This study proposes a grouped fixed-effects censored quantile regression (GFE-CQR) for panel data where the individual effects exhibit heterogeneity across groups and the group structure is unknown. We propose a shrinkage estimation method that allows covariates to be correlated with unobserved individual heterogeneity. Using an informative subset-based grouping algorithm to account for the censored data, we demonstrate that the proposed method achieves asymptotically correct grouping. We use penalized technology to shrink individual coefficients to group-specific coefficients where both the number of groups and group memberships can be unknown a priori. The proposed GFE-CQR estimator is consistent and asymptotically normal. A Monte Carlo simulation shows that the GFE-CQR estimator has superior finite-sample performance. An empirical analysis of household portfolio choices reveals that wealth and market returns negatively influence the share of safe assets, while education exhibits a U-shaped relationship across quantiles. Moreover, individuals allocate a larger share of their portfolios to safe assets as they age.

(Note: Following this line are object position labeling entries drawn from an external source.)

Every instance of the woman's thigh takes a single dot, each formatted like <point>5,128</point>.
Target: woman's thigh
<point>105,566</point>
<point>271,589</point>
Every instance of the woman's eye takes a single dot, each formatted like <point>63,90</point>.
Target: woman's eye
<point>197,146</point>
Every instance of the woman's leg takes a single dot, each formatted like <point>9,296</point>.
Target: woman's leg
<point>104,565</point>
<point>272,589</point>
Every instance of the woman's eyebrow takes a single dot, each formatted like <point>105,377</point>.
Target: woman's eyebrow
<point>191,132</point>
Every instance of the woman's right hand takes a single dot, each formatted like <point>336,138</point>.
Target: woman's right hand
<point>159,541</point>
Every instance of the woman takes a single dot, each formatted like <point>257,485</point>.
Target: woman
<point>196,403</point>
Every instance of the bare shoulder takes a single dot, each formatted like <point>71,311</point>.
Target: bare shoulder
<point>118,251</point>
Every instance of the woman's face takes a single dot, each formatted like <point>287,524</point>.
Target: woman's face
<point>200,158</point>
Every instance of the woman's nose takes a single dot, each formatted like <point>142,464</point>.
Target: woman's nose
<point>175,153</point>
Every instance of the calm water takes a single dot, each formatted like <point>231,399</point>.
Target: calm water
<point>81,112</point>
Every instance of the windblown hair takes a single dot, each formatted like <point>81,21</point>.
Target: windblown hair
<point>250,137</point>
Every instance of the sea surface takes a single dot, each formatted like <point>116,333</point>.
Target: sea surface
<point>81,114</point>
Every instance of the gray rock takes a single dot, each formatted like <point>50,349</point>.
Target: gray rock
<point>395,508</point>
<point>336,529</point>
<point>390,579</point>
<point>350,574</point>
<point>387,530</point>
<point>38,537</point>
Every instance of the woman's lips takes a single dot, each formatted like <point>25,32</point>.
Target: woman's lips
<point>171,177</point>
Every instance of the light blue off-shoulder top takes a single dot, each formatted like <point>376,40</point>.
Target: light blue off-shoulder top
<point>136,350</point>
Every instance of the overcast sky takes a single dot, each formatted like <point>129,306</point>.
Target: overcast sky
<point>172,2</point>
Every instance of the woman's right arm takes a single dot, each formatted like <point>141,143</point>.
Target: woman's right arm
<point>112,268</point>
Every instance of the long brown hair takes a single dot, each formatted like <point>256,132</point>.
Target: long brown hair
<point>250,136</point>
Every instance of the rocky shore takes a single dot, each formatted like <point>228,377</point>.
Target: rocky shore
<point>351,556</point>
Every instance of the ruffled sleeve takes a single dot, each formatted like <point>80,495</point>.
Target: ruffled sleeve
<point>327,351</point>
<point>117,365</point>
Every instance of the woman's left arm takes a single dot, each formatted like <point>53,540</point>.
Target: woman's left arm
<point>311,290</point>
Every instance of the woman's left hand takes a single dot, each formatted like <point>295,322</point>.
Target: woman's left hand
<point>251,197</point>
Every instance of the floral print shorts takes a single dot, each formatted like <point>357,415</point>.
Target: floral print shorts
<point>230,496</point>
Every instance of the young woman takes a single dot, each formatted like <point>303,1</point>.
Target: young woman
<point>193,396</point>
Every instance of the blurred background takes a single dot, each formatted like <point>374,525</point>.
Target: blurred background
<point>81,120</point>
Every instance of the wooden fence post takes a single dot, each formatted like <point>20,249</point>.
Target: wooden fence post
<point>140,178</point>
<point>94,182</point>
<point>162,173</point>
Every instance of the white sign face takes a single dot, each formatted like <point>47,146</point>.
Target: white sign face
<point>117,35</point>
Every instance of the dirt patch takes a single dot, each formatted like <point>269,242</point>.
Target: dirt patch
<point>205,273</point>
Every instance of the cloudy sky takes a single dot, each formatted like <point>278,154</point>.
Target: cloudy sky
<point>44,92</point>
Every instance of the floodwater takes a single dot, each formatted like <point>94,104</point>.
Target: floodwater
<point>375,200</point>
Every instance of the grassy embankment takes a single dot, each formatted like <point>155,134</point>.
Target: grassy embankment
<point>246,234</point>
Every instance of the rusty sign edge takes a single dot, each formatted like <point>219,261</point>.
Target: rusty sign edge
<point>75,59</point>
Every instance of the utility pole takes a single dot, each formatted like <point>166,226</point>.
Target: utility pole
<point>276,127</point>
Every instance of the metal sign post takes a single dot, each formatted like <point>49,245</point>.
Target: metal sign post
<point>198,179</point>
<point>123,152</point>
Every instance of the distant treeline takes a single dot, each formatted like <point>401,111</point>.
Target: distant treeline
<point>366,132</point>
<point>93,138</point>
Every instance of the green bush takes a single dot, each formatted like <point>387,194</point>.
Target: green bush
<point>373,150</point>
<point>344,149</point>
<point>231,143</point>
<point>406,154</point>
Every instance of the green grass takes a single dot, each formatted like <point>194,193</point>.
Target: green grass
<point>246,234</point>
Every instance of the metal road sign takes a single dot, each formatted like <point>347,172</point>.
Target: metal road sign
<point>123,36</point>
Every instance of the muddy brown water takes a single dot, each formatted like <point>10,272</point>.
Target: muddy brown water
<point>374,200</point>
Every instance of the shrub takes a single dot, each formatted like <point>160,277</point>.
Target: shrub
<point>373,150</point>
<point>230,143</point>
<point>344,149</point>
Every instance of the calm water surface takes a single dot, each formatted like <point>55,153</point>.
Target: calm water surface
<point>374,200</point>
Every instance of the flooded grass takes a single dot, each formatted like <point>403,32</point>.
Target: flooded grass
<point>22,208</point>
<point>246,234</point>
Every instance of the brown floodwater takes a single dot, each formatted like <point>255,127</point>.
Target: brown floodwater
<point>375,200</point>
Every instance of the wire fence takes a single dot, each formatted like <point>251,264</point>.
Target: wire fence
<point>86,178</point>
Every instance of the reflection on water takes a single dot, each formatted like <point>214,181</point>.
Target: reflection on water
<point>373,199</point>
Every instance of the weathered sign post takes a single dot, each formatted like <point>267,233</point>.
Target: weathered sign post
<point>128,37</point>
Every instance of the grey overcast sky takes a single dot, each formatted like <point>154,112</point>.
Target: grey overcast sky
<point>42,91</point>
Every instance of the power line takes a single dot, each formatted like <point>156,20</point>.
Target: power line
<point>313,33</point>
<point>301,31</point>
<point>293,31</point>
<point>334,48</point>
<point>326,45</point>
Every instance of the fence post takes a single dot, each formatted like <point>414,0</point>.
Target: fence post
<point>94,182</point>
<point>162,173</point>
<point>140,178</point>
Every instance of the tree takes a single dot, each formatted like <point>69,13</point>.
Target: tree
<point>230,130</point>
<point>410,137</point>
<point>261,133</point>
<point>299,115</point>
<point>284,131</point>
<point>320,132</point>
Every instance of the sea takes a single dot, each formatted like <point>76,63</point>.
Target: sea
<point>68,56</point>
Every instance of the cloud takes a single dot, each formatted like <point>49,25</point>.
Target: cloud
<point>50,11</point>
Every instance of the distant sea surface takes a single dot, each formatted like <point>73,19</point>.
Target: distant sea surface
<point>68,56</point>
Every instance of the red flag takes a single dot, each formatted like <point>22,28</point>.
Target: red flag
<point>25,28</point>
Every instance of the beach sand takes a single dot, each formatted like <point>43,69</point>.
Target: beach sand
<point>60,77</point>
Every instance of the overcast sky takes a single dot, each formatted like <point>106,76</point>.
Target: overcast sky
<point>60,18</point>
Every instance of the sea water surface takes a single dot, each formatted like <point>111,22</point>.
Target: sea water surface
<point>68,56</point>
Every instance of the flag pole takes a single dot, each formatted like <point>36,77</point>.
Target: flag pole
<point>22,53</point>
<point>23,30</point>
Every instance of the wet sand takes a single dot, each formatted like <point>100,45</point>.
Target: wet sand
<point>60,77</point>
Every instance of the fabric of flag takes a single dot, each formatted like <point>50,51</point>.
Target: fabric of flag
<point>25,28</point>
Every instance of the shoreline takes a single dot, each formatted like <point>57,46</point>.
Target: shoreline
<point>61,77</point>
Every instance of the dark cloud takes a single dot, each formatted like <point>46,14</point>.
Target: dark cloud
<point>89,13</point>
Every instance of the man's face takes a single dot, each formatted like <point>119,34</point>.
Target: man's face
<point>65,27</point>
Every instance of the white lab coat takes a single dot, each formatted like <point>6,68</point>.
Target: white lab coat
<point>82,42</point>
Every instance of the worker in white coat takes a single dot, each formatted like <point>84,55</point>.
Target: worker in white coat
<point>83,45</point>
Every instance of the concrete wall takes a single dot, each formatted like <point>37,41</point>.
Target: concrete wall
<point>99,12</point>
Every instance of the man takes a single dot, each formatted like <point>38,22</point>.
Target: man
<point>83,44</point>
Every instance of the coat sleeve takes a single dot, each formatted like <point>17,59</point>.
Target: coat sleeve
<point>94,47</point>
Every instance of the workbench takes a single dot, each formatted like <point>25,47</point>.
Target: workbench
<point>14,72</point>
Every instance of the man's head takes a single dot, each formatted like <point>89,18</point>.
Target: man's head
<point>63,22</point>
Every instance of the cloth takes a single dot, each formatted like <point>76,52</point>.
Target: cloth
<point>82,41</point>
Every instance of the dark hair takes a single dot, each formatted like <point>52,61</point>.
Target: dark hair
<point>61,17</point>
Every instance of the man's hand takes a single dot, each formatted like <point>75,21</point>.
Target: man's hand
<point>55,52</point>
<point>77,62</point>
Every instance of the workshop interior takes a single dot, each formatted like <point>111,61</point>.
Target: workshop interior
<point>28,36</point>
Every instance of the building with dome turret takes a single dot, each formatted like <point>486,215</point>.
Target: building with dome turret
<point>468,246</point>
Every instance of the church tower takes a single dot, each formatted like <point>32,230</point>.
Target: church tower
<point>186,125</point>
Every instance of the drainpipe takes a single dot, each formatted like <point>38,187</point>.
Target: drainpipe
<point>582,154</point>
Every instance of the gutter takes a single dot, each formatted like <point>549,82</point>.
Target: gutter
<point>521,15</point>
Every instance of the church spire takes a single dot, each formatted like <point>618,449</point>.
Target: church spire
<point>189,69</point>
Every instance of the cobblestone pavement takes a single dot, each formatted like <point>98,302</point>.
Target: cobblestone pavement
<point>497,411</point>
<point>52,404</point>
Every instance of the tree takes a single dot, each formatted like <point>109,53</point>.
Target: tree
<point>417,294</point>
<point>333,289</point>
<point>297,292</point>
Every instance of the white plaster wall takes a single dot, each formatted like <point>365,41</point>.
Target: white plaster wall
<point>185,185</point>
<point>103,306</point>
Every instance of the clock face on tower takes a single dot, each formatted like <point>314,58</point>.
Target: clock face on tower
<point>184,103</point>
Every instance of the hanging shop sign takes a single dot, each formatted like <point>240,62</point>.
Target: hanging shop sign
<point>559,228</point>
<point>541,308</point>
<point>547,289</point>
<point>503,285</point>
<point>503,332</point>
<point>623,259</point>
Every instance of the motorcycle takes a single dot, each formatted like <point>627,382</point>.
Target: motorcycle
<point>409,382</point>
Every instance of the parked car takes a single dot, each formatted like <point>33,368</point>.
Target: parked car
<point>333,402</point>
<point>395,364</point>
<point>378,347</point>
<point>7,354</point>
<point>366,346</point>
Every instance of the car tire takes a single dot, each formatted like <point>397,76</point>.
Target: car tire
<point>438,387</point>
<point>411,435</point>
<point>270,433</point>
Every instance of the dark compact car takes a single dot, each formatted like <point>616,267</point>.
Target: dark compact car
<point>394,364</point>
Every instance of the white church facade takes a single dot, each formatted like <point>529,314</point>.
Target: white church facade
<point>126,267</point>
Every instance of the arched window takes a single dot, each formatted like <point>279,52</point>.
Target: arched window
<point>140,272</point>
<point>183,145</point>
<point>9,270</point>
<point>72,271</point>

The coefficient estimates for most variables vary significantly across quantile levels, indicating substantial heterogeneity in their effects.

Suggested Citation

  • Xingyi Chen & Haiqi Li & Zhijie Xiao, 2025. "Shrinkage estimation of censored quantile regression for panel data models with grouped latent heterogeneity," Econometric Reviews, Taylor & Francis Journals, vol. 44(10), pages 1541-1563, November.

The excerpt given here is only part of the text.